Si c’est vrai, c’est déshonorant, surtout pour un scientifique. Allègre se serait assis sur la peur des populations évacuées, sur l’angoisse de milliers de personnes, pour ne pas perdre une ligne de crédit. Mais dans un premier temps au moins, Allègre se rebiffe, et dépose plainte contre les auteurs de la tribune et Denis Sieffert, le directeur de Politis. Les neuf voyous sont poursuivis et mis en examen pour « diffamation publique envers un fonctionnaire public ». Et puis la justice, aussi pressée que la tortue de la fable, instruit la grande querelle. Politis mobilise des milliers de signatures, les « diffamateurs » fourbissent leurs armes et leurs témoignages, et finalement, la 17 ème chambre correctionnelle du Palais de justice de Paris programme deux audiences. La première ce jeudi 20 septembre, la seconde demain vendredi.

À ce stade, je puis vous garantir que beaucoup exultent tout en rongeant leur frein. Essayez, et vous verrez comme l’exercice est inconfortable. Je dois confesser que, moi-même, j’espérais vivement la confrontation. Mais, badaboum, voilà que Claude Allègre déclare soudainement forfait et se désiste de son action judiciaire (ici). Il n’y aura pas procès, et j’y vois la confirmation de ce que je sais depuis de si longues années : Allègre est un matamore, qui ne peut remplir son office que parce que ses opposants sont faibles et aisément impressionnables. Dès qu’il rencontre une force qui n’entend pas se coucher, il fuit, il se cache. Et c’est bien pourquoi j’entends vous parler du colloque prévu le 22 novembre 2012 au collège des Bernardins, à Paris (5ème), de 15 heures à 19 heures.

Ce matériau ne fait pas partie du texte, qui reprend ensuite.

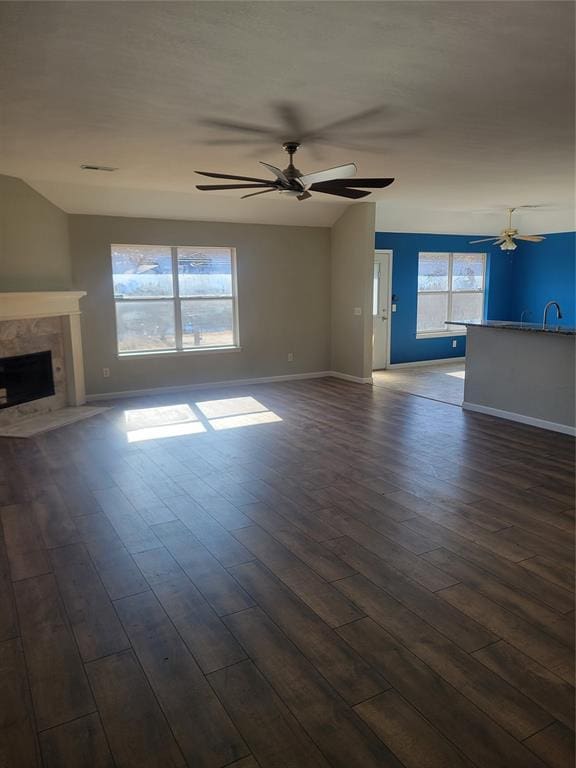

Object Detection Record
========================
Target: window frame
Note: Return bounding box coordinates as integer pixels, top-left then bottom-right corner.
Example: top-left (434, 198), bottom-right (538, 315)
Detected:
top-left (110, 243), bottom-right (242, 358)
top-left (416, 251), bottom-right (488, 339)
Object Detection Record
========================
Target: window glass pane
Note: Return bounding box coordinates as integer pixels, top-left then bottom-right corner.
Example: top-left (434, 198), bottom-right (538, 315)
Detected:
top-left (450, 293), bottom-right (484, 323)
top-left (116, 301), bottom-right (176, 352)
top-left (452, 253), bottom-right (485, 291)
top-left (418, 253), bottom-right (449, 291)
top-left (112, 245), bottom-right (173, 299)
top-left (178, 247), bottom-right (232, 296)
top-left (181, 299), bottom-right (235, 349)
top-left (417, 293), bottom-right (448, 333)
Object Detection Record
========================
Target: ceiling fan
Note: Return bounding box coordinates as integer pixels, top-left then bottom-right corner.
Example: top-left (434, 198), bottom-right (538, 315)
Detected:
top-left (470, 206), bottom-right (546, 251)
top-left (196, 141), bottom-right (394, 200)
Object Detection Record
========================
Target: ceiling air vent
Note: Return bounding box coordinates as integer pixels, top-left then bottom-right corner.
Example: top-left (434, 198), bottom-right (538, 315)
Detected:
top-left (80, 163), bottom-right (118, 173)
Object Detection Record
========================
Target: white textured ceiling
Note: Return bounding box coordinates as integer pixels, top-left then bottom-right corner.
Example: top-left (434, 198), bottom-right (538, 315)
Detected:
top-left (0, 1), bottom-right (574, 225)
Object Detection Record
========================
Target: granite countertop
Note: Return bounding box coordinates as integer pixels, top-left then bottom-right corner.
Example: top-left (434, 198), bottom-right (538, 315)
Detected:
top-left (446, 320), bottom-right (576, 336)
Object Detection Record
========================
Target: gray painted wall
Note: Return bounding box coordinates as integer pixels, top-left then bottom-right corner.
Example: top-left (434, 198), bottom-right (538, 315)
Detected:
top-left (331, 203), bottom-right (376, 378)
top-left (0, 176), bottom-right (72, 292)
top-left (69, 215), bottom-right (330, 394)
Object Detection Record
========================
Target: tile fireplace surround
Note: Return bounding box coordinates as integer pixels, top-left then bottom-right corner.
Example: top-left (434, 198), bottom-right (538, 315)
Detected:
top-left (0, 291), bottom-right (86, 426)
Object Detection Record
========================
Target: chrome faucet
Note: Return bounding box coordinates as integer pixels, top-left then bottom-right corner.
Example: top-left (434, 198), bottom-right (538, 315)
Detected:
top-left (542, 301), bottom-right (562, 328)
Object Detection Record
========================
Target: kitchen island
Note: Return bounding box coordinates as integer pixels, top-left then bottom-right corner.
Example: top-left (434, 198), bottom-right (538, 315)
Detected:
top-left (451, 321), bottom-right (576, 435)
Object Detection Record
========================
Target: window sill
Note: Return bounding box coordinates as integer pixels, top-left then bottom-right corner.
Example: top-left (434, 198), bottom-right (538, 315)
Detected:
top-left (416, 330), bottom-right (466, 339)
top-left (116, 347), bottom-right (242, 360)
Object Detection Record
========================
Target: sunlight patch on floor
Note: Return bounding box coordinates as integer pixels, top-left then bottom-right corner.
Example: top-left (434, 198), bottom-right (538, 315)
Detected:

De quoi s’agit-il ? Allègre a lancé il y a deux ans, avec quelques excellents scientistes – Jean-Marie Colombani, Jean-Paul Fitoussi, Thierry de Montbrial, Vincent Courtillot, Jean-Claude Carrière, Luc Ferry, Albert Fert, entre autres – une improbable Fondation Écologie d’Avenir (ici). Comme il faut bien financer, on a fait appel à une poignée de philanthropes : Limagrain – OGM -, EDF – nucléaire -, Cristal Union – les biocarburants -, Alstom – les turbines du barrage des Trois Gorges -, Schlumberger, les services pétroliers. Ces belles personnes, toutes unies dans la défense d’une « écologie d’avenir », entendent le 22 novembre tenir une réunion sur la défense et l’illustration du nucléaire. Avec des pontes du CEA, d’Areva – son patron Luc Oursel est annoncé -, et d’EDF.

Alors voilà. Moi, je crois que notre société manque de fantaisie et d’occasions de bien rire. Et j’ouvre donc ici un jeu-concours qui récompenserait les meilleures idées d’animation de ce moment d’apologie de la terreur nucléaire. Après tout, ces colloques sont, comme le dit aimablement la publicité, « ouverts à tous ». Et donc à nous ? Je ne suggère pas d’aller casser le nez d’Allègre, ce qui constituerait pour lui un triomphe. Je ne préconise donc nullement l’affrontement physique. Mais rigoler n’a jamais tué personne, si ? Je me souviens de la campagne électorale de la présidentielle de 1974, lorsque je n’avais pas 19 ans. Un candidat d’une droite rance, extraordinairement réactionnaire, Jean Royer, avait reçu la visite dans ses meetings de joyeux lurons soufflant dans des capotes et de jeunes femmes montrant avec simplicité leur poitrine dénudée. Attention ! Ce jeu-concours ne vaut que si nous sommes capables d’inventer, d’innover, de rire vraiment au dépens de notre brave camarade pro-gaz de schiste, pro-amiante, pro-nucléaire. Des idées ? Avez-vous des idées ? Je serais ravi de les publier ici.